Since I first discovered this on YouTube (thanks to xbradtc who mentioned it), I have watched several episodes every night. If you are interested in the adventures of a Dallas family who decided to buy a 55′ sail boat in Florida and sail around the world with their 4 children, you can go with them vicariously and see the world.
While I am now watching Episode 56, what prompted me to post this is my amazement at how much influence one can have in the world with a very minimal investment in technology.
Indeed, I am posting this to a site that with this minimal WordPress plan is free. While I certainly haven’t accrued the world wide audience that this family has accrued, I have nevertheless been surprised at the interest some of my pictures have generated around the world. Not a lot every night, but a bit consistently.

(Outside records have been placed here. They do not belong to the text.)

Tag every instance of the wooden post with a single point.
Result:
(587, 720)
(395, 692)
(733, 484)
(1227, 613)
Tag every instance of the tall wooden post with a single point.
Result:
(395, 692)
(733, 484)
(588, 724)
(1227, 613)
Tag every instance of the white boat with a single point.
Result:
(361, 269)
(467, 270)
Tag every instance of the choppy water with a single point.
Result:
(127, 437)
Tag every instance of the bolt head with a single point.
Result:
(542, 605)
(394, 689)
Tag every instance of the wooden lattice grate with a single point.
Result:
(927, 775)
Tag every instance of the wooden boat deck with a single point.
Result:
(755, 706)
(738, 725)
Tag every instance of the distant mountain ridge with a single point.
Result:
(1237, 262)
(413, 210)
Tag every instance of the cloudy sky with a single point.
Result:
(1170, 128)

It is a subtle reminder that most of my pictures are considered “history” by a younger generation.
Anyway, what has also impressed me about this Zatara series is the quality of the filming.

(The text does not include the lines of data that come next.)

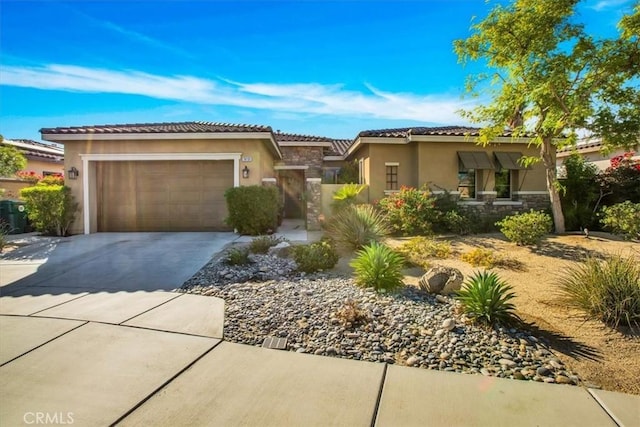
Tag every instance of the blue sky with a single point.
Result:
(328, 68)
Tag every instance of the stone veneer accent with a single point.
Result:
(304, 156)
(314, 203)
(486, 202)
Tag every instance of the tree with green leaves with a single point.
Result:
(548, 79)
(11, 159)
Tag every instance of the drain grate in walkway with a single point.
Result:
(275, 343)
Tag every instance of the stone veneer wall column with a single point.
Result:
(314, 203)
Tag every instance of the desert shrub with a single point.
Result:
(622, 219)
(580, 193)
(50, 208)
(420, 249)
(253, 210)
(346, 195)
(261, 244)
(356, 226)
(485, 298)
(621, 181)
(481, 257)
(456, 222)
(4, 231)
(411, 211)
(608, 289)
(526, 228)
(351, 314)
(237, 256)
(379, 267)
(316, 256)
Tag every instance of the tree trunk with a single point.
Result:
(552, 184)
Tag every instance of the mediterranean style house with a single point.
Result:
(42, 160)
(172, 176)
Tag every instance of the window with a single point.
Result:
(503, 183)
(330, 175)
(466, 182)
(392, 177)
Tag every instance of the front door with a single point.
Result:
(293, 187)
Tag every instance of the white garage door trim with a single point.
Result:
(86, 158)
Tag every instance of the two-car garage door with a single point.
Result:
(163, 195)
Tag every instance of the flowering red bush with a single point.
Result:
(621, 180)
(30, 176)
(411, 211)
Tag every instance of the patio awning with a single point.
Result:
(475, 160)
(509, 160)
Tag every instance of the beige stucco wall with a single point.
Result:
(596, 157)
(327, 192)
(260, 166)
(436, 165)
(12, 186)
(41, 166)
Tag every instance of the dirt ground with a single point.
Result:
(602, 356)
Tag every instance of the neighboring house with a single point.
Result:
(172, 176)
(591, 151)
(490, 179)
(42, 160)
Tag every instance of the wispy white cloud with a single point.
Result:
(144, 39)
(608, 4)
(294, 98)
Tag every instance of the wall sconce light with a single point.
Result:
(73, 173)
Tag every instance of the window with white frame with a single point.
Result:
(391, 171)
(503, 183)
(466, 182)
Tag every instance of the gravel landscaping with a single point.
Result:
(327, 314)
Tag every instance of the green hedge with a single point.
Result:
(253, 210)
(50, 208)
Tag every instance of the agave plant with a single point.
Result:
(379, 267)
(485, 297)
(346, 195)
(356, 226)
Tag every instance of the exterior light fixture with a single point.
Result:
(73, 173)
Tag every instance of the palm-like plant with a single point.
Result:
(356, 226)
(485, 297)
(379, 267)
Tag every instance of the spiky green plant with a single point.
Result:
(379, 267)
(346, 195)
(356, 226)
(608, 289)
(485, 297)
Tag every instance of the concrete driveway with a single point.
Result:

With so many YouTube videos, particularity ones I have sought helping me repair a part on my car – the filming is haphazard, shaky, and most aggravating of all, skips certain steps at times.
Obviously not all is like that and to be specific certain individuals are known for quality and others…
But back to Zatara.
I am getting the impression that while learning to sail was the husband Keith’s passion (and apparently sail rather well to navigate from Florida to Australia), taking good video was the passion of his wife, Renee. I would consider her video to be professional quality.

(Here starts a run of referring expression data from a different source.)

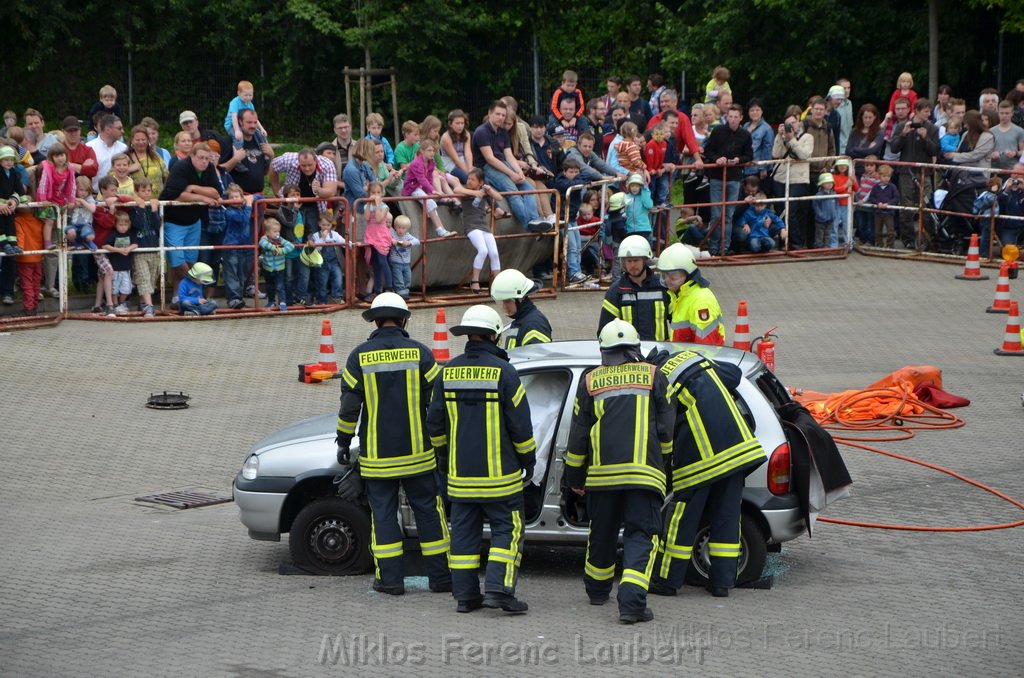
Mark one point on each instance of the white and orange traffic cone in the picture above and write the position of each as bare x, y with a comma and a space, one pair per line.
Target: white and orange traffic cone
972, 267
441, 347
328, 362
741, 335
1001, 302
1012, 338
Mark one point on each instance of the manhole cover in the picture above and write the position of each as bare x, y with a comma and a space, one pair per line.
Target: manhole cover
183, 499
168, 400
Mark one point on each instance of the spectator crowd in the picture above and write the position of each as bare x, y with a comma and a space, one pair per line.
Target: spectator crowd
623, 161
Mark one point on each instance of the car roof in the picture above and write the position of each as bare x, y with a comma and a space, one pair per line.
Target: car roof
586, 352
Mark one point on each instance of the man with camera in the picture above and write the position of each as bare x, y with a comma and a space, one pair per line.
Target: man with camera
916, 140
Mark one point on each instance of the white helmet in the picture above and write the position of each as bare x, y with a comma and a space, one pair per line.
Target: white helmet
387, 304
619, 333
677, 257
511, 284
478, 320
635, 246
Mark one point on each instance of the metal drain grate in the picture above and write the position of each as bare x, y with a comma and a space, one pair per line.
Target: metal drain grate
183, 499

If I understood them correctly, they originally started putting their trip to video to show friends and family back home, and keep a log.
They put it on YouTube and along the way managed to accrue a large world wide audience.
Besides the thoroughness Renee puts into editing (important!), every episode starts with an introduction of the family, and a recap of the last episode.
And the amazing thing? All this with a few GoPro cameras at several hundred dollars apiece, and a small drone for some spectacular aerial shots of the coastline and the boat.
For an investment of probably less than $2000-$3000 (and a lot of work editing and shooting) they accrued a large worldwide audience.
Amazing times we are in.
Now, in one recent episode Keith is talking about his new boat and introducing a number of nautical terms I didn’t know.
My favorite is “sugar scoop”. He kept talking about them.
Gotta find out what that is on a sail boat.